Fixes some tutorial inconsistencies that I discovered in a quick GETTSIM
tutoring session.
diff --git a/CHANGES.md b/CHANGES.md
@@ -15,6 +15,7 @@ All releases are available on [Anaconda.org](https://anaconda.org/conda-forge/ge
 
 ## Unreleased
 
+- {gh}`1138` Improve introductory tutorial. ({ghuser}`MImmesberger`)
 - {gh}`1128` Add documentation for glob-style pattern matching in DAG plot colormaps,
   improve consistency of visualization tutorial. ({ghuser}`hmgaudecker`)
 
diff --git a/docs/tutorials/simple_example.ipynb b/docs/tutorials/simple_example.ipynb
@@ -82,12 +82,17 @@
    "source": [
     "Next, we need to find out which input data we actually need to calculate the targets we\n",
     "are interested in. We can do this by specifying a template as the `main_target` of\n",
-    "`gettsim.main`.\n",
+    "`gettsim.main`. The template returns the input variables needed to compute the specified\n",
+    "`tt_targets`.\n",
     "\n",
-    "Because we are interested in social insurance contributions paid when being in regular\n",
-    "employment, we are not interested in retirees or in households which depend on social\n",
-    "assistance. We can override these transfers when requesting the template. This removes\n",
-    "the input data needed to compute these transfers from the template."

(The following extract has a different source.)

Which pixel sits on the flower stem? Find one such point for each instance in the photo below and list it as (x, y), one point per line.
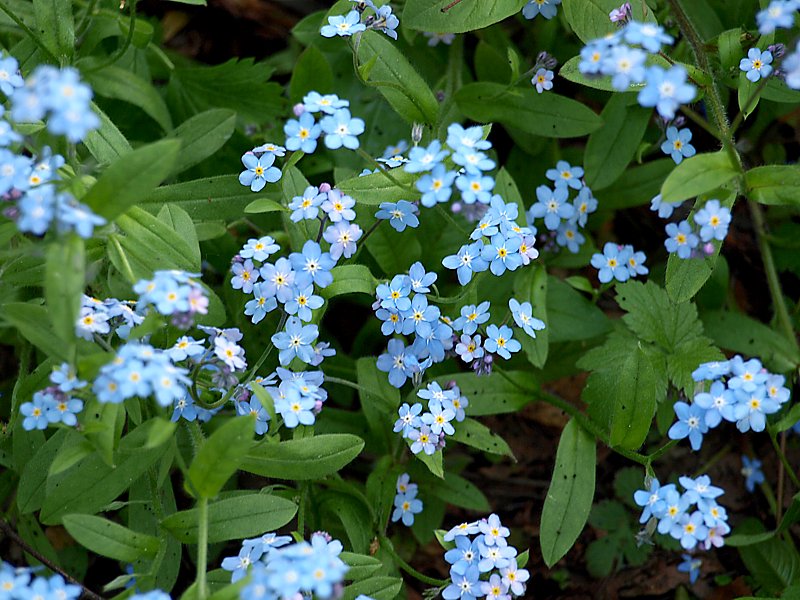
(202, 546)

+    "Some of these inputs are computed from other inputs. If you already know the value of\n",
+    "such a computed input, you can provide it directly in the template call. GETTSIM will\n",
+    "then exclude its upstream dependencies from the template, giving you a shorter list of\n",
+    "remaining inputs to fill. For example, the old-age pension benefit\n",
+    "(`sozialversicherung__rente__altersrente__betrag_m`) depends on many pension-related\n",
+    "inputs (entitlement points, contribution months, etc.). Since nobody in our scenario is\n",
+    "retired, we provide it as 0, which removes all of those upstream inputs from the\n",
+    "template."
    ]
   },
   {
@@ -107,12 +112,7 @@
     "                \"rente\": {\n",
     "                    \"altersrente\": {\"betrag_m\": pd.Series([0])},\n",
     "                },\n",
-    "                \"arbeitslosen\": {\"betrag_m\": pd.Series([0])},\n",
     "            },\n",
-    "            \"wohngeld\": {\"betrag_m_wthh\": pd.Series([0])},\n",
-    "            \"kinderzuschlag\": {\"betrag_m_bg\": pd.Series([0])},\n",
-    "            \"elterngeld\": {\"betrag_m\": pd.Series([0])},\n",
-    "            \"arbeitslosengeld_2\": {\"betrag_m_bg\": pd.Series([0])},\n",
     "        }\n",
     "    ),\n",
     "    include_warn_nodes=False,\n",
@@ -123,7 +123,18 @@
    "cell_type": "markdown",
    "metadata": {},
    "source": [
-    "Now, we create some example data. Here, we use a pandas DataFrame with column names that are different from the ones GETTSIM expects."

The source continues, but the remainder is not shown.